Business schools aren't designed for entrepreneurs. The hint is in the title--Master of Business Administration.

Business schools train you to be an officer aboard a battleship. YC trains you to build yourself a dive bomber and pilot it.


But don't you think that YC is a business school, by any definition of the word? And wouldn't it be interesting to do a comparative ranking alongside traditional business schools?

There was a time I wished I had gone to HBS or Stanford GSB. While those remain fine institutions, wouldn't any young nerd today prefer YC?


> But don't you think that YC is a business school, by any definition of the word?

No; it's not a school, and it's for entrepreneurs, not businessmen, which is the heart of the distinction I made previously.

> And wouldn't it be interesting to do a comparative ranking alongside traditional business schools?

No, because there's no basis of comparison. You can be a successful MBA without ever in your life working for a company with less than 10,000 people or having more than a token amount of equity compensation. Some MBAs prefer it that way.

> There was a time I wished I had gone to HBS or Stanford GSB. While those remain fine institutions, wouldn't any young nerd today prefer YC?

Any "young nerd", as far as I understand the term, would prefer a succession of stable job titles with "engineer" on the end from their first job out of college to retirement to an MBA. Now it turns out most of these engineers can be more valuable as founders, which supports the mission of YC. If it wasn't for the bubble and the social proof surrounding YC it would have never attracted the business-school types and you'd never have this confused association in your head.


I suspect our differences are mostly semantic. I consider all entrepreneurs to be businessmen (although not the reverse, of course). You may have a different definition. That's ok!

Here's the way I view it:

- Look at YC as a transfer function.

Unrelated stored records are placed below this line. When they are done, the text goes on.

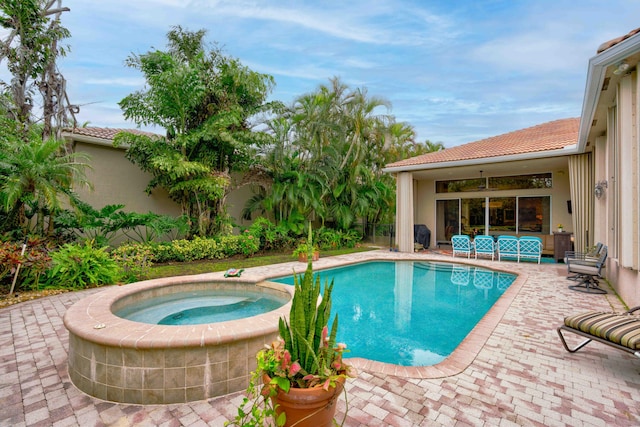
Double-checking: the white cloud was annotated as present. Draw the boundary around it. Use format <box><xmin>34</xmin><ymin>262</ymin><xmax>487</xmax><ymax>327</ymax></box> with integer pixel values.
<box><xmin>84</xmin><ymin>77</ymin><xmax>145</xmax><ymax>88</ymax></box>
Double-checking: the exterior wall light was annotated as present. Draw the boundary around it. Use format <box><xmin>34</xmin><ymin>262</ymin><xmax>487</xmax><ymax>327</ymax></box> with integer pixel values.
<box><xmin>613</xmin><ymin>61</ymin><xmax>629</xmax><ymax>76</ymax></box>
<box><xmin>593</xmin><ymin>179</ymin><xmax>609</xmax><ymax>199</ymax></box>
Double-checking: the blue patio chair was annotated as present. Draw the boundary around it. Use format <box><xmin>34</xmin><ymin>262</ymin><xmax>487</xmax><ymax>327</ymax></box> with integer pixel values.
<box><xmin>498</xmin><ymin>236</ymin><xmax>518</xmax><ymax>261</ymax></box>
<box><xmin>473</xmin><ymin>235</ymin><xmax>496</xmax><ymax>261</ymax></box>
<box><xmin>518</xmin><ymin>236</ymin><xmax>542</xmax><ymax>264</ymax></box>
<box><xmin>451</xmin><ymin>234</ymin><xmax>473</xmax><ymax>258</ymax></box>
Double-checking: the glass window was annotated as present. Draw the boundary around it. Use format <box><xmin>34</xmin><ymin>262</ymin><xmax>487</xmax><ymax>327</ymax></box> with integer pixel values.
<box><xmin>489</xmin><ymin>197</ymin><xmax>516</xmax><ymax>234</ymax></box>
<box><xmin>436</xmin><ymin>178</ymin><xmax>486</xmax><ymax>193</ymax></box>
<box><xmin>518</xmin><ymin>196</ymin><xmax>551</xmax><ymax>234</ymax></box>
<box><xmin>436</xmin><ymin>199</ymin><xmax>460</xmax><ymax>242</ymax></box>
<box><xmin>489</xmin><ymin>173</ymin><xmax>553</xmax><ymax>190</ymax></box>
<box><xmin>460</xmin><ymin>197</ymin><xmax>486</xmax><ymax>237</ymax></box>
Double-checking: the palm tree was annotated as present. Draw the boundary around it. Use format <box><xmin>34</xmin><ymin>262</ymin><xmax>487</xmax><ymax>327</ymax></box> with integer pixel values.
<box><xmin>0</xmin><ymin>132</ymin><xmax>88</xmax><ymax>234</ymax></box>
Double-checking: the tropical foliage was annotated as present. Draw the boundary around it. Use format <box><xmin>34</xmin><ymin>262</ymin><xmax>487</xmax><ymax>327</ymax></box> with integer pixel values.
<box><xmin>243</xmin><ymin>78</ymin><xmax>438</xmax><ymax>233</ymax></box>
<box><xmin>116</xmin><ymin>27</ymin><xmax>274</xmax><ymax>236</ymax></box>
<box><xmin>0</xmin><ymin>126</ymin><xmax>88</xmax><ymax>238</ymax></box>
<box><xmin>0</xmin><ymin>0</ymin><xmax>77</xmax><ymax>140</ymax></box>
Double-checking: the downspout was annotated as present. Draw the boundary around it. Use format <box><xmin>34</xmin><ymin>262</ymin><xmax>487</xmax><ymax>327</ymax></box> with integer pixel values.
<box><xmin>396</xmin><ymin>172</ymin><xmax>414</xmax><ymax>252</ymax></box>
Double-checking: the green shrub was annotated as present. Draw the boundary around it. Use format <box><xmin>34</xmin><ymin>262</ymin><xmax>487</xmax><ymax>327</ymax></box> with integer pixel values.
<box><xmin>111</xmin><ymin>243</ymin><xmax>154</xmax><ymax>283</ymax></box>
<box><xmin>232</xmin><ymin>230</ymin><xmax>260</xmax><ymax>256</ymax></box>
<box><xmin>316</xmin><ymin>227</ymin><xmax>362</xmax><ymax>250</ymax></box>
<box><xmin>0</xmin><ymin>238</ymin><xmax>51</xmax><ymax>291</ymax></box>
<box><xmin>47</xmin><ymin>241</ymin><xmax>121</xmax><ymax>289</ymax></box>
<box><xmin>248</xmin><ymin>218</ymin><xmax>297</xmax><ymax>251</ymax></box>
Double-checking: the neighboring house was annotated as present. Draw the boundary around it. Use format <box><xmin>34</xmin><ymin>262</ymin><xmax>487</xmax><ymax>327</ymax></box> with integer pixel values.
<box><xmin>385</xmin><ymin>29</ymin><xmax>640</xmax><ymax>306</ymax></box>
<box><xmin>386</xmin><ymin>118</ymin><xmax>579</xmax><ymax>252</ymax></box>
<box><xmin>62</xmin><ymin>127</ymin><xmax>251</xmax><ymax>231</ymax></box>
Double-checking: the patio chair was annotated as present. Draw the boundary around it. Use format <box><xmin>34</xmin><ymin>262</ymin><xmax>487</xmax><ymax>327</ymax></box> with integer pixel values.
<box><xmin>498</xmin><ymin>236</ymin><xmax>518</xmax><ymax>261</ymax></box>
<box><xmin>451</xmin><ymin>234</ymin><xmax>473</xmax><ymax>258</ymax></box>
<box><xmin>473</xmin><ymin>236</ymin><xmax>496</xmax><ymax>261</ymax></box>
<box><xmin>518</xmin><ymin>236</ymin><xmax>542</xmax><ymax>264</ymax></box>
<box><xmin>557</xmin><ymin>306</ymin><xmax>640</xmax><ymax>357</ymax></box>
<box><xmin>564</xmin><ymin>243</ymin><xmax>604</xmax><ymax>280</ymax></box>
<box><xmin>567</xmin><ymin>246</ymin><xmax>607</xmax><ymax>294</ymax></box>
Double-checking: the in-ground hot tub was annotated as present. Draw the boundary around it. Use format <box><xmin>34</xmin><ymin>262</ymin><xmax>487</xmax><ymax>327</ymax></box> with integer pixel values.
<box><xmin>64</xmin><ymin>273</ymin><xmax>293</xmax><ymax>404</ymax></box>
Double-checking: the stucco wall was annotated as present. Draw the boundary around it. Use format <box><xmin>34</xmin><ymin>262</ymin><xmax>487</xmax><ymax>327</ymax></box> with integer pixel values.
<box><xmin>75</xmin><ymin>142</ymin><xmax>252</xmax><ymax>231</ymax></box>
<box><xmin>75</xmin><ymin>142</ymin><xmax>180</xmax><ymax>216</ymax></box>
<box><xmin>414</xmin><ymin>159</ymin><xmax>572</xmax><ymax>246</ymax></box>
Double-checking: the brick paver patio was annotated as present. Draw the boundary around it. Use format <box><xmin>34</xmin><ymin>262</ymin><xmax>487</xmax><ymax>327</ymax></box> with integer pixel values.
<box><xmin>0</xmin><ymin>251</ymin><xmax>640</xmax><ymax>427</ymax></box>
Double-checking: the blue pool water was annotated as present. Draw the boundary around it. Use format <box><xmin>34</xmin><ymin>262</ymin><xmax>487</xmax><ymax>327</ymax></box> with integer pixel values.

In go individuals who want to learn how to successfully start a business. Out go many individuals who do indeed succeed starting a business.

- Look at HBS at a transfer function. Difference is that the individuals spend a lot more time inside the black box, do a lot more "makework", usually end up with debt not equity, and fewer of them succeed at starting a business. Still a great institution! And clearly many HBS students want to go work for Goldman Sachs, and go on to have great careers doing so.

I'm just saying that higher ed needs to be reinvented, and that reinvention will necessarily happen in ways that dont look like conventional education. Like YC.


To whatever extent business schools are replaced by something like YC, it'll be to the same extent that large businesses are replaced by smaller and more granular businesses generating massively more revenue per employee. That was more or less what I was hinting at with the battleship/dive bomber analogy. It's not that YC is taking the place of business school, or that the types of people who went to and thrived in business school will be attracted to YC. It's that creative people like hackers and designers will learn just enough business to handle it themselves and the types of people who get MBA's will have to learn to work for a living.


If they can scale, they can create more value (for themselves, for the alumni network, for founders in general). If they successfully can scale it, there'd be minimal dilution (and, as they mention in the article, some additional network benefits to the companies/founders).


What if the number of quantity startups has grown though? If last batch they had 66 startups that were judged as good enough to be in the program and this time they see 100 that make that grade, they can take 100 and quality shouldn't drop off.


It sounds like they have room to grow on the quality scale. They miss some good ones, as a recent HN post on a successful reject (who just missed the cutoff) showed.